Owing to this correspondence, the argument presented above can also be used to show that a consistent PID can be obtained by fixing a measure Iws of weak synergy. Once such a measure is given we can first translate it to the corresponding restricted information terms and then perform the Moebius inversion of equation (5.6) (alternatively, the above argument could be redeveloped directly for Iws with minor modifications)

Interestingly, if we associate with every antichain α in the lattice (A,⪯ ) the corresponding Iws(T:β) (so that Ires(T:α) = Iws(T:β)), then the β form an isomorphic lattice but with a different ordering (figure 8). Just as the original antichain lattice this structure on the antichains has been introduced by Crampton & Loizou [19].

What is bits and pieces of information made of?

(a) Antichain lattice (A2,⪯) for two sources. Summing up the atoms above and including a node yields the restricted information of that node. (b) Extended constraint lattice for two sources.

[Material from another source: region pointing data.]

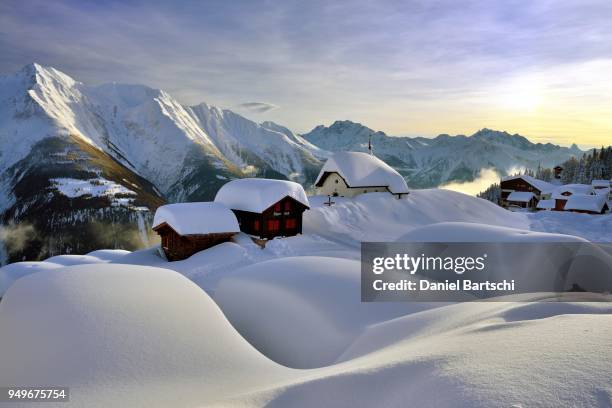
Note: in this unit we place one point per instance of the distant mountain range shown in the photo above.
(431, 162)
(83, 167)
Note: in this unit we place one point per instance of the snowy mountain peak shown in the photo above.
(45, 75)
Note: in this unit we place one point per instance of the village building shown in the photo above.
(526, 184)
(587, 203)
(602, 187)
(562, 193)
(265, 208)
(347, 174)
(522, 199)
(187, 228)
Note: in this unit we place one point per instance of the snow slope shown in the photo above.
(125, 336)
(143, 335)
(431, 162)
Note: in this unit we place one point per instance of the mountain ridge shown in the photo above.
(78, 159)
(431, 162)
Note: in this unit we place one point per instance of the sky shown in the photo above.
(539, 68)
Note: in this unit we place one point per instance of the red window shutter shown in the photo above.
(273, 225)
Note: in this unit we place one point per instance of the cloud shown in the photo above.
(258, 107)
(485, 178)
(409, 66)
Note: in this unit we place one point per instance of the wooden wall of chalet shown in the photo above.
(178, 247)
(283, 219)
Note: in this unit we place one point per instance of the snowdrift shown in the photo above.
(380, 217)
(124, 336)
(320, 300)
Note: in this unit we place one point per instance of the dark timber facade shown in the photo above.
(281, 219)
(177, 247)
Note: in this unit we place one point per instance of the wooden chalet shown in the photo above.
(265, 208)
(187, 228)
(523, 183)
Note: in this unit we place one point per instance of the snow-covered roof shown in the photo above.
(600, 183)
(582, 189)
(363, 170)
(258, 194)
(196, 218)
(546, 204)
(586, 202)
(520, 196)
(541, 185)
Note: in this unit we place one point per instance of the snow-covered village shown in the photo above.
(448, 246)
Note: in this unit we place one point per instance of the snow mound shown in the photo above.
(472, 232)
(379, 217)
(124, 336)
(196, 218)
(363, 170)
(257, 194)
(586, 202)
(320, 300)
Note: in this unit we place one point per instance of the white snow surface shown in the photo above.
(586, 202)
(145, 129)
(520, 196)
(197, 218)
(600, 183)
(96, 187)
(364, 170)
(258, 194)
(130, 329)
(546, 204)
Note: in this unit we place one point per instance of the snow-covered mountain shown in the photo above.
(432, 162)
(61, 140)
(76, 159)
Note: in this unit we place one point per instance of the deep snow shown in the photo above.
(128, 329)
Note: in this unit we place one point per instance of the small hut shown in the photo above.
(347, 174)
(265, 208)
(587, 203)
(187, 228)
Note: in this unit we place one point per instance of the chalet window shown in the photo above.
(273, 225)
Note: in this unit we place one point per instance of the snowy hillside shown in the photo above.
(146, 335)
(433, 162)
(61, 141)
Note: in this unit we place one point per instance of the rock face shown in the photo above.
(85, 167)
(428, 162)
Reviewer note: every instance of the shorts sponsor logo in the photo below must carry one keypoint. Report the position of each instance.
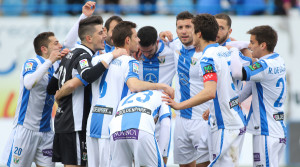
(16, 159)
(84, 156)
(127, 134)
(278, 116)
(103, 110)
(133, 109)
(256, 157)
(47, 152)
(83, 63)
(255, 66)
(28, 66)
(135, 68)
(282, 140)
(234, 102)
(161, 59)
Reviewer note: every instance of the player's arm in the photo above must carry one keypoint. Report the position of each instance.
(136, 85)
(72, 36)
(32, 76)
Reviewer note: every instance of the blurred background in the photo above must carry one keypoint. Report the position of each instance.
(22, 20)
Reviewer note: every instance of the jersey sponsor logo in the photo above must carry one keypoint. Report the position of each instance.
(161, 59)
(83, 63)
(47, 152)
(127, 134)
(150, 77)
(16, 159)
(234, 102)
(133, 109)
(28, 66)
(255, 66)
(194, 61)
(256, 157)
(242, 131)
(135, 68)
(208, 69)
(282, 140)
(103, 110)
(278, 116)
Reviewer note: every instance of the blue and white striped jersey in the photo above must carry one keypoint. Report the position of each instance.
(108, 91)
(138, 111)
(160, 68)
(268, 95)
(34, 106)
(225, 112)
(188, 82)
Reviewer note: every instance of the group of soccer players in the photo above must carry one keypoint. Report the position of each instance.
(114, 96)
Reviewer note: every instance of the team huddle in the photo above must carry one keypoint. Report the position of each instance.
(114, 95)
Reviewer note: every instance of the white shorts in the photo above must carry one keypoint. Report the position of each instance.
(26, 146)
(226, 147)
(167, 150)
(190, 141)
(98, 151)
(137, 145)
(267, 150)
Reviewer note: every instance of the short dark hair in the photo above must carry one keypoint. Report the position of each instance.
(118, 19)
(224, 16)
(207, 25)
(121, 31)
(87, 26)
(41, 40)
(265, 34)
(147, 35)
(184, 15)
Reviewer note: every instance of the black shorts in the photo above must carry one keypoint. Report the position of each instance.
(66, 146)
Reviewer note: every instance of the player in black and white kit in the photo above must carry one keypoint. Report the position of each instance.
(72, 78)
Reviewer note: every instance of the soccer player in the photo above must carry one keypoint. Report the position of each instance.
(226, 118)
(76, 68)
(120, 78)
(268, 89)
(87, 10)
(132, 130)
(156, 65)
(32, 136)
(191, 130)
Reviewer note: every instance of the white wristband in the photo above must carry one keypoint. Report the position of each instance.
(107, 58)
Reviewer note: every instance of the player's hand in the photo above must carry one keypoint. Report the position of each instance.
(168, 90)
(56, 97)
(119, 52)
(169, 101)
(89, 8)
(64, 52)
(54, 55)
(166, 34)
(205, 115)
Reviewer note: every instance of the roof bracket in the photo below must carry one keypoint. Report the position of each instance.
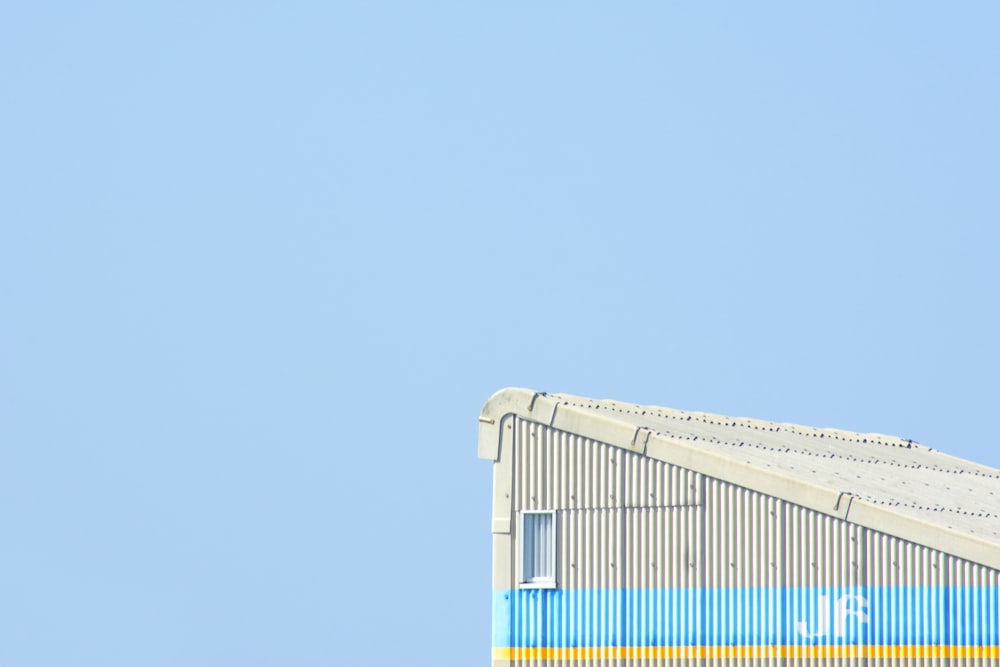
(840, 497)
(640, 439)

The weak synergy associated with a node in the extended constraint lattice is the sum of atoms above and including the corresponding node in the left lattice. Note that following a widespread convention we left out the outer curly brackets around the antichains.

In the PID field, a restricted version of this lattice (i.e. restricted to a certain subset of antichains) has been described by [24,25] under the name ‘constraint lattice’. This terms is also appropriate in the present context: intuitively, if we move up the constraint lattice we encounter information that satisfies more and more constraints. First, all of the information in the sources (Iws(T:∅)). This is the case of no constraints. Then all the information that is not contained in a particular individual source (Iws(T:{1}) and Iws(T:{2})). And finally, the information that is not contained in any individual source (Iws(T:{1}, {2})) .

Most recently, the full version of the lattice (i.e. defined on all antichains) has been used by [26] to formulate a synergy centred information decomposition. They call the lattice extended constraint lattice and define ‘synergy atoms’ S∂ in terms of a Moebius inversion over it. The concept of synergy Sα used in this approach closely resembles what we have called weak synergy. However, the decomposition is structurally different from the type of decomposition discussed here and generally assumed in previous work on PID. Even though it leads to the same number of atoms, these atoms do not stand in the expected relationships to mutual information. For instance, in the 2-sources case, there is no pair of atoms that necessarily adds up to the mutual information provided by the first source and no such pair of atoms for the second source. The consistency equation (2.5) is not satisfied (except for the full set of sources). This means that synergy atoms S∂ are not directly comparable to standard PID atoms Π. They represent different types of information.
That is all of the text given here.